Sean estas páginas para referir algunos de los miles de retratos que contiene su archivo, con la noticia de que la mayor parte de los que se presentan ahora son inéditos. Por ello, la Universidad Iberoamericana nos regala la posibilidad de ver las múltiples facetas de la fotoartista, pero aún más: la posibilidad de conocer la diversidad de este país que tanto quiso y tanto honró al trabajarlo y rescatar la mirada firme, segura y amorosa de su gente, de los que son capaces de resistir y levantarse todos los días para recuperar su presente, en espera de un futuro mejor.

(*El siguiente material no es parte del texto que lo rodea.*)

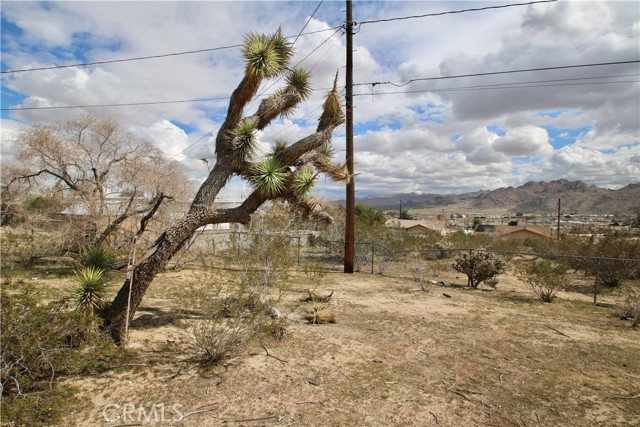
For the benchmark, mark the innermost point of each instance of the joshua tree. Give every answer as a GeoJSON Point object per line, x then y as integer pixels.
{"type": "Point", "coordinates": [288, 172]}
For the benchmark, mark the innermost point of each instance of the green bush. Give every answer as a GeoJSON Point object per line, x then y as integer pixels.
{"type": "Point", "coordinates": [544, 277]}
{"type": "Point", "coordinates": [88, 296]}
{"type": "Point", "coordinates": [40, 344]}
{"type": "Point", "coordinates": [630, 307]}
{"type": "Point", "coordinates": [479, 266]}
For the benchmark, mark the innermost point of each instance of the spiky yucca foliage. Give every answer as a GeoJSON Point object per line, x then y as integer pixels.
{"type": "Point", "coordinates": [332, 115]}
{"type": "Point", "coordinates": [279, 145]}
{"type": "Point", "coordinates": [303, 180]}
{"type": "Point", "coordinates": [268, 177]}
{"type": "Point", "coordinates": [285, 100]}
{"type": "Point", "coordinates": [266, 56]}
{"type": "Point", "coordinates": [299, 80]}
{"type": "Point", "coordinates": [90, 291]}
{"type": "Point", "coordinates": [243, 143]}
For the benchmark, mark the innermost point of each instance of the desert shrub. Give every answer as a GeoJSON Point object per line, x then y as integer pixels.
{"type": "Point", "coordinates": [234, 310]}
{"type": "Point", "coordinates": [40, 344]}
{"type": "Point", "coordinates": [98, 256]}
{"type": "Point", "coordinates": [630, 307]}
{"type": "Point", "coordinates": [544, 277]}
{"type": "Point", "coordinates": [616, 253]}
{"type": "Point", "coordinates": [228, 318]}
{"type": "Point", "coordinates": [479, 266]}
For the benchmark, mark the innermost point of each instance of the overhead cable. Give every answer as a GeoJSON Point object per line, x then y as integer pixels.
{"type": "Point", "coordinates": [142, 58]}
{"type": "Point", "coordinates": [496, 86]}
{"type": "Point", "coordinates": [452, 12]}
{"type": "Point", "coordinates": [495, 73]}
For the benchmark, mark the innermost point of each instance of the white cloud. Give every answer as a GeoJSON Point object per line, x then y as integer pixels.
{"type": "Point", "coordinates": [422, 141]}
{"type": "Point", "coordinates": [524, 141]}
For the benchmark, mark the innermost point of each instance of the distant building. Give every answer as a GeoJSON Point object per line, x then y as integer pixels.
{"type": "Point", "coordinates": [516, 232]}
{"type": "Point", "coordinates": [418, 226]}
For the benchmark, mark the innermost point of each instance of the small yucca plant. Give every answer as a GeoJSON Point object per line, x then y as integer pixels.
{"type": "Point", "coordinates": [90, 291]}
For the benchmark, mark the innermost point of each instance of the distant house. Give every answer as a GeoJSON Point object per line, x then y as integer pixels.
{"type": "Point", "coordinates": [516, 232]}
{"type": "Point", "coordinates": [418, 226]}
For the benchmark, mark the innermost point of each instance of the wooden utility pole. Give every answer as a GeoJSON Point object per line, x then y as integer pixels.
{"type": "Point", "coordinates": [349, 237]}
{"type": "Point", "coordinates": [558, 218]}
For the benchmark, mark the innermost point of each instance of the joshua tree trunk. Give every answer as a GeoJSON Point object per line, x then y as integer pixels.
{"type": "Point", "coordinates": [287, 173]}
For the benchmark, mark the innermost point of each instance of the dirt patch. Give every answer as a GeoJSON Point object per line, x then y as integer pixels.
{"type": "Point", "coordinates": [397, 357]}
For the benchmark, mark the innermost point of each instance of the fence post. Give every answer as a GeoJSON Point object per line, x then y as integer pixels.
{"type": "Point", "coordinates": [373, 251]}
{"type": "Point", "coordinates": [595, 289]}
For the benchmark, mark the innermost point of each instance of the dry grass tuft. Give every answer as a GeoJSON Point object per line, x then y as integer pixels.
{"type": "Point", "coordinates": [320, 314]}
{"type": "Point", "coordinates": [316, 297]}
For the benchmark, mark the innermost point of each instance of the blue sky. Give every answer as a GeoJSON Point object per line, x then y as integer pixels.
{"type": "Point", "coordinates": [443, 135]}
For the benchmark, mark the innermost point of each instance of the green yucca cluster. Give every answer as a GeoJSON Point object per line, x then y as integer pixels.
{"type": "Point", "coordinates": [243, 143]}
{"type": "Point", "coordinates": [269, 176]}
{"type": "Point", "coordinates": [266, 55]}
{"type": "Point", "coordinates": [88, 296]}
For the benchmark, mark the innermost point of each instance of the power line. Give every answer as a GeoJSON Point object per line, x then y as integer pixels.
{"type": "Point", "coordinates": [307, 23]}
{"type": "Point", "coordinates": [269, 87]}
{"type": "Point", "coordinates": [495, 73]}
{"type": "Point", "coordinates": [128, 104]}
{"type": "Point", "coordinates": [451, 12]}
{"type": "Point", "coordinates": [142, 58]}
{"type": "Point", "coordinates": [496, 86]}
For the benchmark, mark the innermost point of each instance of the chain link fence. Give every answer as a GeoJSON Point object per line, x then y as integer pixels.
{"type": "Point", "coordinates": [377, 258]}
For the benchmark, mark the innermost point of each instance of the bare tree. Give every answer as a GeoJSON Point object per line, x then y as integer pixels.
{"type": "Point", "coordinates": [288, 172]}
{"type": "Point", "coordinates": [111, 174]}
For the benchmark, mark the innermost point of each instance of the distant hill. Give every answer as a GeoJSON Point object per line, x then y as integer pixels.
{"type": "Point", "coordinates": [532, 197]}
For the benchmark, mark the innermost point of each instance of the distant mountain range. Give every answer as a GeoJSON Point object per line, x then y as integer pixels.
{"type": "Point", "coordinates": [532, 197]}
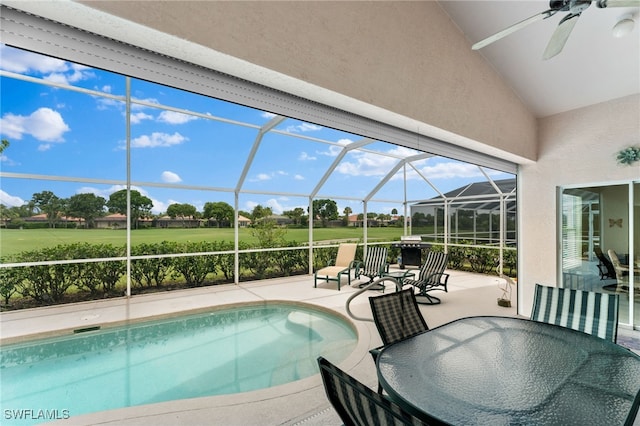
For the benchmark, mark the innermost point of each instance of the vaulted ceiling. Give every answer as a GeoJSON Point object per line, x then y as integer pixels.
{"type": "Point", "coordinates": [593, 67]}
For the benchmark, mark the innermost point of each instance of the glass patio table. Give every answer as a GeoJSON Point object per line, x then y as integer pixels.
{"type": "Point", "coordinates": [497, 371]}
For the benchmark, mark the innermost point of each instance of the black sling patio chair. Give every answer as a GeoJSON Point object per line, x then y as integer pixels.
{"type": "Point", "coordinates": [358, 405]}
{"type": "Point", "coordinates": [605, 267]}
{"type": "Point", "coordinates": [431, 277]}
{"type": "Point", "coordinates": [397, 316]}
{"type": "Point", "coordinates": [586, 311]}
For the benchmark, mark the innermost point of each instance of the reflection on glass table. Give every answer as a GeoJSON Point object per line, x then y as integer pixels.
{"type": "Point", "coordinates": [495, 370]}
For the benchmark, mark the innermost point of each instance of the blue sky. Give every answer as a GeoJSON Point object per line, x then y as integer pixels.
{"type": "Point", "coordinates": [58, 132]}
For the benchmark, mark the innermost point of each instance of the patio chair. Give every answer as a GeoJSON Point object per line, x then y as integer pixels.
{"type": "Point", "coordinates": [397, 316]}
{"type": "Point", "coordinates": [604, 266]}
{"type": "Point", "coordinates": [343, 264]}
{"type": "Point", "coordinates": [431, 277]}
{"type": "Point", "coordinates": [586, 311]}
{"type": "Point", "coordinates": [375, 265]}
{"type": "Point", "coordinates": [358, 405]}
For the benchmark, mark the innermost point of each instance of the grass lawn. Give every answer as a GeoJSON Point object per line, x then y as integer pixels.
{"type": "Point", "coordinates": [13, 241]}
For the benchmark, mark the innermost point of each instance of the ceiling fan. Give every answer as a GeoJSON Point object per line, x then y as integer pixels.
{"type": "Point", "coordinates": [563, 30]}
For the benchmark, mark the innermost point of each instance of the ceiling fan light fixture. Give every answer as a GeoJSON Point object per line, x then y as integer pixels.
{"type": "Point", "coordinates": [624, 26]}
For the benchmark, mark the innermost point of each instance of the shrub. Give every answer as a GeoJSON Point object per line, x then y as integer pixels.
{"type": "Point", "coordinates": [195, 269]}
{"type": "Point", "coordinates": [152, 271]}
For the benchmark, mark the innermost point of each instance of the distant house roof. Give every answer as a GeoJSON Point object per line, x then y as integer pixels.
{"type": "Point", "coordinates": [481, 190]}
{"type": "Point", "coordinates": [114, 216]}
{"type": "Point", "coordinates": [42, 217]}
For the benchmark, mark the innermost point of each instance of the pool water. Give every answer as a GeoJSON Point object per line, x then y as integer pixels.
{"type": "Point", "coordinates": [221, 352]}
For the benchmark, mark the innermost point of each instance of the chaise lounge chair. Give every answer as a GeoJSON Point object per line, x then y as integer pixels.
{"type": "Point", "coordinates": [342, 265]}
{"type": "Point", "coordinates": [431, 277]}
{"type": "Point", "coordinates": [374, 265]}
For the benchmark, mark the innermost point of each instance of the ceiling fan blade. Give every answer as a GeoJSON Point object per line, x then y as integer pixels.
{"type": "Point", "coordinates": [618, 3]}
{"type": "Point", "coordinates": [560, 36]}
{"type": "Point", "coordinates": [513, 28]}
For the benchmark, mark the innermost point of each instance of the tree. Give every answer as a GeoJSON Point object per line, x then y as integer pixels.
{"type": "Point", "coordinates": [260, 212]}
{"type": "Point", "coordinates": [49, 203]}
{"type": "Point", "coordinates": [87, 206]}
{"type": "Point", "coordinates": [140, 205]}
{"type": "Point", "coordinates": [220, 211]}
{"type": "Point", "coordinates": [347, 212]}
{"type": "Point", "coordinates": [295, 215]}
{"type": "Point", "coordinates": [325, 209]}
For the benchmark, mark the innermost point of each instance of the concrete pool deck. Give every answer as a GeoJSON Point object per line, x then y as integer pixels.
{"type": "Point", "coordinates": [298, 403]}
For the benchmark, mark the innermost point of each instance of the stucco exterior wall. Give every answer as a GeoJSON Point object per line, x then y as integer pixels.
{"type": "Point", "coordinates": [575, 148]}
{"type": "Point", "coordinates": [404, 57]}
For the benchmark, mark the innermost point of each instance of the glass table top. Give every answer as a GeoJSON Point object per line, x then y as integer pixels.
{"type": "Point", "coordinates": [493, 370]}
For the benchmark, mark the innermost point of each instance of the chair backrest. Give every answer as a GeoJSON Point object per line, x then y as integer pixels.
{"type": "Point", "coordinates": [358, 405]}
{"type": "Point", "coordinates": [586, 311]}
{"type": "Point", "coordinates": [376, 259]}
{"type": "Point", "coordinates": [346, 254]}
{"type": "Point", "coordinates": [617, 266]}
{"type": "Point", "coordinates": [397, 316]}
{"type": "Point", "coordinates": [434, 264]}
{"type": "Point", "coordinates": [604, 260]}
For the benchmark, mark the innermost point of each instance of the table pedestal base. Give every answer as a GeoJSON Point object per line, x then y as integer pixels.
{"type": "Point", "coordinates": [426, 299]}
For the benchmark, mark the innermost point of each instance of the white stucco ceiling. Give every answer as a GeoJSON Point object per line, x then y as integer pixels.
{"type": "Point", "coordinates": [593, 67]}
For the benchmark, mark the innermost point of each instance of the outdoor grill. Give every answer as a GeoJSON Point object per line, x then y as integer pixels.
{"type": "Point", "coordinates": [411, 247]}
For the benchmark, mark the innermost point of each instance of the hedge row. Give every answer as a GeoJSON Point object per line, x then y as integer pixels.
{"type": "Point", "coordinates": [52, 284]}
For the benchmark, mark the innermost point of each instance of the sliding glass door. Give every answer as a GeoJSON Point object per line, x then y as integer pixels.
{"type": "Point", "coordinates": [600, 242]}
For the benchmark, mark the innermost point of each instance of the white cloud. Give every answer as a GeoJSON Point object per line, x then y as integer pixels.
{"type": "Point", "coordinates": [173, 117]}
{"type": "Point", "coordinates": [263, 176]}
{"type": "Point", "coordinates": [7, 161]}
{"type": "Point", "coordinates": [158, 139]}
{"type": "Point", "coordinates": [366, 164]}
{"type": "Point", "coordinates": [335, 150]}
{"type": "Point", "coordinates": [138, 117]}
{"type": "Point", "coordinates": [10, 200]}
{"type": "Point", "coordinates": [73, 74]}
{"type": "Point", "coordinates": [170, 177]}
{"type": "Point", "coordinates": [44, 124]}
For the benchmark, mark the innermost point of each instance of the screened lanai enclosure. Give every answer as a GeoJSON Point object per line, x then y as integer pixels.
{"type": "Point", "coordinates": [124, 174]}
{"type": "Point", "coordinates": [479, 213]}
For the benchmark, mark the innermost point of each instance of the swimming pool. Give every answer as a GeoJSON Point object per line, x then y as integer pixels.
{"type": "Point", "coordinates": [214, 353]}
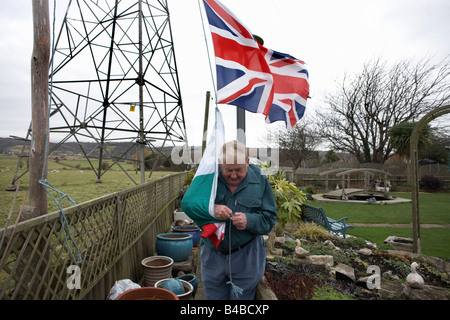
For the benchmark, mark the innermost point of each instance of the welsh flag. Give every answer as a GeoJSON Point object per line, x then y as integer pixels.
{"type": "Point", "coordinates": [198, 201]}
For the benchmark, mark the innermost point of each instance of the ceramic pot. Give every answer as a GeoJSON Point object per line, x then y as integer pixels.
{"type": "Point", "coordinates": [148, 293]}
{"type": "Point", "coordinates": [192, 279]}
{"type": "Point", "coordinates": [156, 268]}
{"type": "Point", "coordinates": [192, 230]}
{"type": "Point", "coordinates": [173, 285]}
{"type": "Point", "coordinates": [188, 289]}
{"type": "Point", "coordinates": [175, 245]}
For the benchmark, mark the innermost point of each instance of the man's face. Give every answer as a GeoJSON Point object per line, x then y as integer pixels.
{"type": "Point", "coordinates": [234, 173]}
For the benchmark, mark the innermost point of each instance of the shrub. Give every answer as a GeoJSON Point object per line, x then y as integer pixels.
{"type": "Point", "coordinates": [312, 231]}
{"type": "Point", "coordinates": [288, 198]}
{"type": "Point", "coordinates": [429, 182]}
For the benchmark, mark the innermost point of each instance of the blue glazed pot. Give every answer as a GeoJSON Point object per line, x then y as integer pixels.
{"type": "Point", "coordinates": [192, 279]}
{"type": "Point", "coordinates": [173, 285]}
{"type": "Point", "coordinates": [192, 230]}
{"type": "Point", "coordinates": [175, 245]}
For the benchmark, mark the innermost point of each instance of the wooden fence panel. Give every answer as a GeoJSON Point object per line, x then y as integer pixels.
{"type": "Point", "coordinates": [112, 235]}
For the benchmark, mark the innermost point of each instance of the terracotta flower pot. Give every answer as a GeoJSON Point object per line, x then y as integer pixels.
{"type": "Point", "coordinates": [148, 293]}
{"type": "Point", "coordinates": [188, 289]}
{"type": "Point", "coordinates": [176, 245]}
{"type": "Point", "coordinates": [156, 268]}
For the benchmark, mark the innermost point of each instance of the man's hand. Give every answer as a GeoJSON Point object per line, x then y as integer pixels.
{"type": "Point", "coordinates": [222, 212]}
{"type": "Point", "coordinates": [240, 220]}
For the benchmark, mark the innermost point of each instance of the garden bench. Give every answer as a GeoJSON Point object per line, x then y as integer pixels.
{"type": "Point", "coordinates": [318, 216]}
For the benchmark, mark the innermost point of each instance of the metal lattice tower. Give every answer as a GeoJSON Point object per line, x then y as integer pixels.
{"type": "Point", "coordinates": [115, 79]}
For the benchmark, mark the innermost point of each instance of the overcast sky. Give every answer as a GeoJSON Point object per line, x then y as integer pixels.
{"type": "Point", "coordinates": [332, 37]}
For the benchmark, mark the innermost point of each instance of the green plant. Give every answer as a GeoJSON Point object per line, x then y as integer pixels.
{"type": "Point", "coordinates": [288, 198]}
{"type": "Point", "coordinates": [309, 189]}
{"type": "Point", "coordinates": [430, 182]}
{"type": "Point", "coordinates": [328, 293]}
{"type": "Point", "coordinates": [312, 231]}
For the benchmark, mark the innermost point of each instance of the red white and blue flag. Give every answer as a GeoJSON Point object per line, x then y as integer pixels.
{"type": "Point", "coordinates": [251, 76]}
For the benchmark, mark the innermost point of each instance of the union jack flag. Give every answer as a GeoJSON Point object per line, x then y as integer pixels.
{"type": "Point", "coordinates": [251, 76]}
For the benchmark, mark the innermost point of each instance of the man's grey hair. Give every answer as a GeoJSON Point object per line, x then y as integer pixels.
{"type": "Point", "coordinates": [233, 152]}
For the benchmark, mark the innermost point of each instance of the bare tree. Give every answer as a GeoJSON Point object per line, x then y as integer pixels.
{"type": "Point", "coordinates": [368, 104]}
{"type": "Point", "coordinates": [297, 144]}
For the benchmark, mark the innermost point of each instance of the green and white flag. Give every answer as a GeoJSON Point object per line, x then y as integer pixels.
{"type": "Point", "coordinates": [198, 201]}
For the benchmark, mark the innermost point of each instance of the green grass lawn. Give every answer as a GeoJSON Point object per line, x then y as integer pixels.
{"type": "Point", "coordinates": [78, 184]}
{"type": "Point", "coordinates": [434, 208]}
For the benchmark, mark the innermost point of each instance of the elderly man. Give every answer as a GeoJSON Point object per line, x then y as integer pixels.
{"type": "Point", "coordinates": [245, 201]}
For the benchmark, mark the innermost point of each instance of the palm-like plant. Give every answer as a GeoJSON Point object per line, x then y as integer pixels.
{"type": "Point", "coordinates": [288, 198]}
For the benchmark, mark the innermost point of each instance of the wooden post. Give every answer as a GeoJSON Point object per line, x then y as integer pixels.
{"type": "Point", "coordinates": [39, 103]}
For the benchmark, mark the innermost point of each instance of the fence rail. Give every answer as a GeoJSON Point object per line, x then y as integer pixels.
{"type": "Point", "coordinates": [112, 234]}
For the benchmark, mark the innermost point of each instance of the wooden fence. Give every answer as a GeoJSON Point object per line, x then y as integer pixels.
{"type": "Point", "coordinates": [112, 235]}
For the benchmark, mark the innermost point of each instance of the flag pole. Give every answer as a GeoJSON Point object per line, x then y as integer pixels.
{"type": "Point", "coordinates": [240, 113]}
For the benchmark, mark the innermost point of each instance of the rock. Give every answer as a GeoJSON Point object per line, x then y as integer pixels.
{"type": "Point", "coordinates": [426, 293]}
{"type": "Point", "coordinates": [299, 251]}
{"type": "Point", "coordinates": [323, 262]}
{"type": "Point", "coordinates": [345, 272]}
{"type": "Point", "coordinates": [365, 251]}
{"type": "Point", "coordinates": [390, 275]}
{"type": "Point", "coordinates": [414, 280]}
{"type": "Point", "coordinates": [280, 239]}
{"type": "Point", "coordinates": [264, 291]}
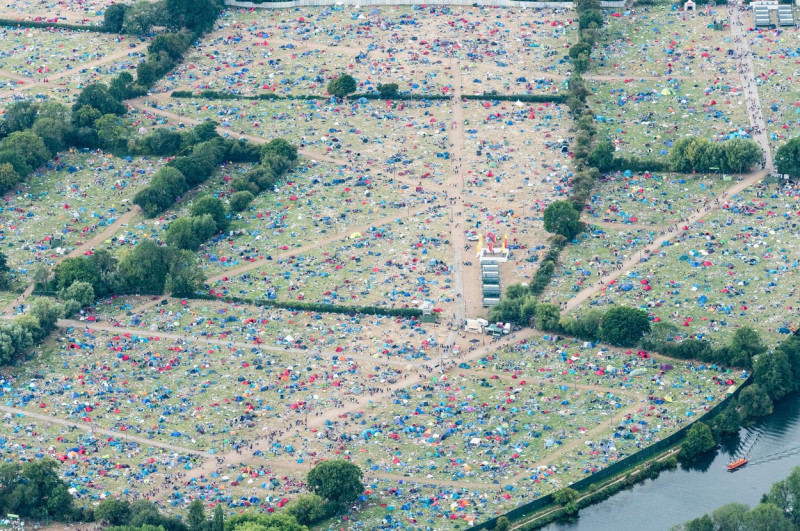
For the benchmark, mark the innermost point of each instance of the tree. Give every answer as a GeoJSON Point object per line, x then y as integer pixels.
{"type": "Point", "coordinates": [121, 86]}
{"type": "Point", "coordinates": [308, 509]}
{"type": "Point", "coordinates": [20, 115]}
{"type": "Point", "coordinates": [81, 292]}
{"type": "Point", "coordinates": [34, 490]}
{"type": "Point", "coordinates": [740, 155]}
{"type": "Point", "coordinates": [754, 402]}
{"type": "Point", "coordinates": [602, 156]}
{"type": "Point", "coordinates": [565, 496]}
{"type": "Point", "coordinates": [560, 217]}
{"type": "Point", "coordinates": [113, 511]}
{"type": "Point", "coordinates": [624, 326]}
{"type": "Point", "coordinates": [185, 276]}
{"type": "Point", "coordinates": [527, 311]}
{"type": "Point", "coordinates": [698, 440]}
{"type": "Point", "coordinates": [197, 516]}
{"type": "Point", "coordinates": [206, 131]}
{"type": "Point", "coordinates": [144, 269]}
{"type": "Point", "coordinates": [586, 326]}
{"type": "Point", "coordinates": [702, 523]}
{"type": "Point", "coordinates": [5, 273]}
{"type": "Point", "coordinates": [53, 132]}
{"type": "Point", "coordinates": [502, 524]}
{"type": "Point", "coordinates": [78, 269]}
{"type": "Point", "coordinates": [172, 44]}
{"type": "Point", "coordinates": [97, 96]}
{"type": "Point", "coordinates": [218, 522]}
{"type": "Point", "coordinates": [785, 495]}
{"type": "Point", "coordinates": [160, 142]}
{"type": "Point", "coordinates": [169, 182]}
{"type": "Point", "coordinates": [336, 480]}
{"type": "Point", "coordinates": [114, 16]}
{"type": "Point", "coordinates": [214, 207]}
{"type": "Point", "coordinates": [197, 15]}
{"type": "Point", "coordinates": [180, 234]}
{"type": "Point", "coordinates": [342, 86]}
{"type": "Point", "coordinates": [9, 178]}
{"type": "Point", "coordinates": [113, 132]}
{"type": "Point", "coordinates": [241, 200]}
{"type": "Point", "coordinates": [744, 346]}
{"type": "Point", "coordinates": [506, 311]}
{"type": "Point", "coordinates": [40, 275]}
{"type": "Point", "coordinates": [773, 373]}
{"type": "Point", "coordinates": [787, 158]}
{"type": "Point", "coordinates": [28, 146]}
{"type": "Point", "coordinates": [730, 517]}
{"type": "Point", "coordinates": [279, 147]}
{"type": "Point", "coordinates": [768, 517]}
{"type": "Point", "coordinates": [141, 17]}
{"type": "Point", "coordinates": [48, 313]}
{"type": "Point", "coordinates": [547, 316]}
{"type": "Point", "coordinates": [388, 90]}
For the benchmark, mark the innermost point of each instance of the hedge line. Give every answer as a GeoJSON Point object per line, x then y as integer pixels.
{"type": "Point", "coordinates": [47, 25]}
{"type": "Point", "coordinates": [531, 98]}
{"type": "Point", "coordinates": [650, 470]}
{"type": "Point", "coordinates": [315, 306]}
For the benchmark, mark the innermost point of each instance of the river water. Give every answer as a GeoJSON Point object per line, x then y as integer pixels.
{"type": "Point", "coordinates": [772, 447]}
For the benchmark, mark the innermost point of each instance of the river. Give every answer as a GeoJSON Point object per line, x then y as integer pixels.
{"type": "Point", "coordinates": [772, 447]}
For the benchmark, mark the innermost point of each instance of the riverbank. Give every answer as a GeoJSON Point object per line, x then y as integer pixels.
{"type": "Point", "coordinates": [596, 493]}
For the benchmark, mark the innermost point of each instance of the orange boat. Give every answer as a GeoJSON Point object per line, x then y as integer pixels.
{"type": "Point", "coordinates": [736, 464]}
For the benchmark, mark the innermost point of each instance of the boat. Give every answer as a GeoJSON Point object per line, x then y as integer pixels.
{"type": "Point", "coordinates": [733, 465]}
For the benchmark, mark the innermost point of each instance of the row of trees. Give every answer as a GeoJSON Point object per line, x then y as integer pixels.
{"type": "Point", "coordinates": [146, 268]}
{"type": "Point", "coordinates": [17, 337]}
{"type": "Point", "coordinates": [787, 158]}
{"type": "Point", "coordinates": [700, 154]}
{"type": "Point", "coordinates": [334, 484]}
{"type": "Point", "coordinates": [687, 154]}
{"type": "Point", "coordinates": [590, 20]}
{"type": "Point", "coordinates": [620, 325]}
{"type": "Point", "coordinates": [34, 490]}
{"type": "Point", "coordinates": [778, 510]}
{"type": "Point", "coordinates": [185, 172]}
{"type": "Point", "coordinates": [141, 17]}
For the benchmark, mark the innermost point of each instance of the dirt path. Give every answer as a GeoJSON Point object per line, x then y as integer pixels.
{"type": "Point", "coordinates": [101, 237]}
{"type": "Point", "coordinates": [745, 60]}
{"type": "Point", "coordinates": [633, 260]}
{"type": "Point", "coordinates": [97, 240]}
{"type": "Point", "coordinates": [317, 243]}
{"type": "Point", "coordinates": [146, 332]}
{"type": "Point", "coordinates": [456, 187]}
{"type": "Point", "coordinates": [140, 104]}
{"type": "Point", "coordinates": [119, 435]}
{"type": "Point", "coordinates": [66, 73]}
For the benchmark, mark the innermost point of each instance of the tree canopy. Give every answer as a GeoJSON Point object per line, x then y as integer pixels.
{"type": "Point", "coordinates": [787, 158]}
{"type": "Point", "coordinates": [561, 217]}
{"type": "Point", "coordinates": [342, 86]}
{"type": "Point", "coordinates": [336, 480]}
{"type": "Point", "coordinates": [624, 326]}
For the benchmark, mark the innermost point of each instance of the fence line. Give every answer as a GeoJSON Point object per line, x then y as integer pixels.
{"type": "Point", "coordinates": [600, 475]}
{"type": "Point", "coordinates": [359, 3]}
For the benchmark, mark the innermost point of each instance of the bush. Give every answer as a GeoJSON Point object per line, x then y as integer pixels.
{"type": "Point", "coordinates": [241, 200]}
{"type": "Point", "coordinates": [624, 326]}
{"type": "Point", "coordinates": [342, 86]}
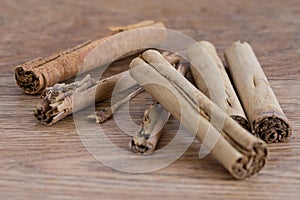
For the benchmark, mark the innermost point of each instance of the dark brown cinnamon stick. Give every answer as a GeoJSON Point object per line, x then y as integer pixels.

Y en ello queda de manera manifiesta y explícita la intensa y profunda sabiduría que Mariana Yampolsky supo recabar, mantener y expresar entre propios y ajenos, pues constantemente mostró su profesionalismo, lo compartió y animó a los más diversos personajes a seguir las huellas de la máquina del tiempo con la cámara fotográfica, al enseñarnos sus virtudes documentales como lo podemos constatar en su magnífica obra.
Ciudad de México, agosto de 2020.
* Dirección de Estudios Históricos, INAH.
[1] Foro Judío, “Mariana Yampolsky. Fotógrafa de una profunda mexicanidad”, Foro Judío, 29 de enero de 2014, recuperado de: https://diariojudio.com/comunidad-judia-mexico/mariana-yampolsky-fotografa-con-una-profunda-mexicanidad/13855/, consultada el 8 de agosto de 2020.
[2] María Teresa Matabuena Peláez (coord.), Alegría. El legado de Mariana Yampolsky en la Universidad Iberoamericana, México, Universidad Iberoamericana, 2018, 239 pp.; María Teresa Matabuena Peláez (coord.), Facetas. El legado de Mariana Yampolsky en la Universidad Iberoamericana II, México, Universidad Iberoamericana, 2019, 296 pp.
[3] Mariana Yampolsky, La casa que canta. Arquitectura popular mexicana, México, SEP, 1982, 198 pp.